Private placement fund is an investment product raised by fund managers or fund custodians and issued to a specific group of investors. Compared with Public Offering of Fund, private equity funds have higher investment threshold, wider investment scope, more flexible investment strategy and higher return potential.
Private equity funds usually invest in institutional investors and high-net-worth individuals, and the investment threshold is high, which usually requires investors to meet certain financial conditions and investment experience requirements. Private equity funds are usually raised for a few specific investors, and the amount raised is usually small, but they can be raised many times according to the needs of investors and market conditions.
What is a public offering fund?
Public Offering of Fund is an investment product issued by a professional fund management company or fund custodian, which collects funds from the public, concentrates on investing in different financial markets, obtains income and distributes it to investors. Compared with other financial products, Public Offering of Fund has many advantages, such as low investment threshold, strong liquidity, scattered risks and professional management, and has become the choice of many investors.
A publicly issued fund is sold to investors in the form of fund shares. When investors buy fund shares, they become fund holders and enjoy the investment income and investment risks generated by the fund. Managers in Public Offering of Fund are responsible for making investment decisions and operating the fund's portfolio, so as to maximize returns and control investment risks.
What are the characteristics of Public Offering of Fund?
Low investment threshold: Compared with other financial products, Public Offering of Fund usually has a lower minimum investment amount and a lower investment threshold, which is more in line with the needs of the public.
Strong liquidity: investors can purchase and redeem fund shares at any time, which is convenient and fast and suitable for investors who need liquidity.
Risk diversification: Public Offering of Fund adopts the strategy of diversification, and invests funds in multiple financial markets and various investment products, effectively reducing investment risks and improving the stability of investment income.
Professional management: Public Offering of Fund is managed by professional fund managers, who have high investment experience and professional skills and can achieve better return on investment for investors.
Advantages and disadvantages of public offering and private offering
1, public offering
Advantages:
(1) With a large number of issuers and great financing potential, it is suitable for issuers with a large number of securities and a large amount of financing.

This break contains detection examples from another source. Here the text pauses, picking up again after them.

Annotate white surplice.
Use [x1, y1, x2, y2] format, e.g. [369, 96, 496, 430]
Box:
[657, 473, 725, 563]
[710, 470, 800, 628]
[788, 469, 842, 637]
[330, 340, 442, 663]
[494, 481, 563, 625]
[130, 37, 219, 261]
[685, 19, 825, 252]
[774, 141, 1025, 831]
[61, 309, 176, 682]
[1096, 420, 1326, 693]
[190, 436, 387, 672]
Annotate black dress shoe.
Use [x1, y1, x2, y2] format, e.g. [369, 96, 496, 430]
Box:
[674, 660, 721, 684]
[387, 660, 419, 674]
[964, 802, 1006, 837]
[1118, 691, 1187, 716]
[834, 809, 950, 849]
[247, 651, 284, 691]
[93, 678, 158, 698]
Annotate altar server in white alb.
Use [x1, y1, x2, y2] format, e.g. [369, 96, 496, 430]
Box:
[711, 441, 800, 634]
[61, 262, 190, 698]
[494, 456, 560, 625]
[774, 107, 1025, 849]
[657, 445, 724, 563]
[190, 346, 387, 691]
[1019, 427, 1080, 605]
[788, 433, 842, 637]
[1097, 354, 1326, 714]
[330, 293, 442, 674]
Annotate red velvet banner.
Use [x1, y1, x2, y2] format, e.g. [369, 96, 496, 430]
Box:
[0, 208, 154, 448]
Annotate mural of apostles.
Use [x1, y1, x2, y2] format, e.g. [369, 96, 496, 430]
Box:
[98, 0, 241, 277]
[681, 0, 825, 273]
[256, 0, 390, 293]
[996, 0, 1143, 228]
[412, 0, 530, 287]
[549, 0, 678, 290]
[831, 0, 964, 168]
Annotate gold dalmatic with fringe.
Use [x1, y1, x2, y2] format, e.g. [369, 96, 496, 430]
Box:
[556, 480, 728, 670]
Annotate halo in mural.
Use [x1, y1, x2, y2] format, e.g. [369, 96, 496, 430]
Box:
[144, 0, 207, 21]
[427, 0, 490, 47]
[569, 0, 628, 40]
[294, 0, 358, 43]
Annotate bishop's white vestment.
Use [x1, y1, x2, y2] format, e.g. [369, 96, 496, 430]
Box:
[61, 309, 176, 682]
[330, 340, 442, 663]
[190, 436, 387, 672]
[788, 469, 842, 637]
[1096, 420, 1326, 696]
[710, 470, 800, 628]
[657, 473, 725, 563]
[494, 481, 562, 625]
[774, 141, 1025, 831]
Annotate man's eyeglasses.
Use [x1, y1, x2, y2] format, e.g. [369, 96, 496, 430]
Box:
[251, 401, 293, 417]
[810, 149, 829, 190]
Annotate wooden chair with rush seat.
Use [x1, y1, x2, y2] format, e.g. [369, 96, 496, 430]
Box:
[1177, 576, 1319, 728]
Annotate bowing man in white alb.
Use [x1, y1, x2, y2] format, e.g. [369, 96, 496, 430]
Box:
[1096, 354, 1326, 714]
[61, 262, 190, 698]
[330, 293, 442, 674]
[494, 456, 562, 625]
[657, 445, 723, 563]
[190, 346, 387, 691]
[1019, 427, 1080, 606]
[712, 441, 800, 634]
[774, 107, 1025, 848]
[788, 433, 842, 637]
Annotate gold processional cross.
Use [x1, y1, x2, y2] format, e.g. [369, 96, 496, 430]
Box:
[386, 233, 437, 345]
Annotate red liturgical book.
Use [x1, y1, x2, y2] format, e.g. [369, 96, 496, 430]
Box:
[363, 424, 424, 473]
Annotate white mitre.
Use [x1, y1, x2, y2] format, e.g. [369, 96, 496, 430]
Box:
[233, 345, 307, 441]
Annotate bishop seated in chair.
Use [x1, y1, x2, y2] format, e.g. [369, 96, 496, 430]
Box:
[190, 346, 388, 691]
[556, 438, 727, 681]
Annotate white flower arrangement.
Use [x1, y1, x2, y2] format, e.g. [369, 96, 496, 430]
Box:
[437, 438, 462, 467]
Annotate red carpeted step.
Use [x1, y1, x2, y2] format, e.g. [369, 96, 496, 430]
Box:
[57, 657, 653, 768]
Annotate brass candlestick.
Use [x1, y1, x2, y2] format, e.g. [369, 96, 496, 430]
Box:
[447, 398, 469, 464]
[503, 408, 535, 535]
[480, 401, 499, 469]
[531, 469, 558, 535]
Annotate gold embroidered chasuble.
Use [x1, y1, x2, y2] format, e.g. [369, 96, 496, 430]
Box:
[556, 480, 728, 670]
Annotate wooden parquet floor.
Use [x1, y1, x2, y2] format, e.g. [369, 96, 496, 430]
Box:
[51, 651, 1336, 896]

(2) the issue scope is large, which can avoid hoarding securities or being manipulated by a few people.
(3) Only publicly issued securities can apply for listing on the exchange, which can enhance the liquidity of securities and improve the social reputation of issuers.
Disadvantages:
The publishing process of (1) is complicated.
(2) The registration approval time is long.
(3) The issue cost is high.
2. Direct sales when issuing bonds
Advantages:
(1) A stable source of funds.
(2) High value-added services.
(3) It can reduce the financial cost.
(4) Improve the intrinsic value of the enterprise.
Disadvantages:
(1) After an enterprise transfers its shares, the original shareholders' shares are diluted, even losing their controlling position or completely losing their shares, the relationship between shareholders changes, and their rights and obligations are readjusted.
(2) With the change of ownership structure, the management right of the enterprise will change accordingly, and the management right will be owned by the controlling shareholder after the equity transfer.
(3) In the case of the change of enterprise management rights, new managers are likely to have different development strategies, and it is not impossible to completely change the original intention and ideas of entrepreneurs.
(4) Investors often hope to get a return on investment as soon as possible, and may not pay attention to the long-term development of enterprises like entrepreneurs, so they may change their development strategies in order to realize short-term benefits.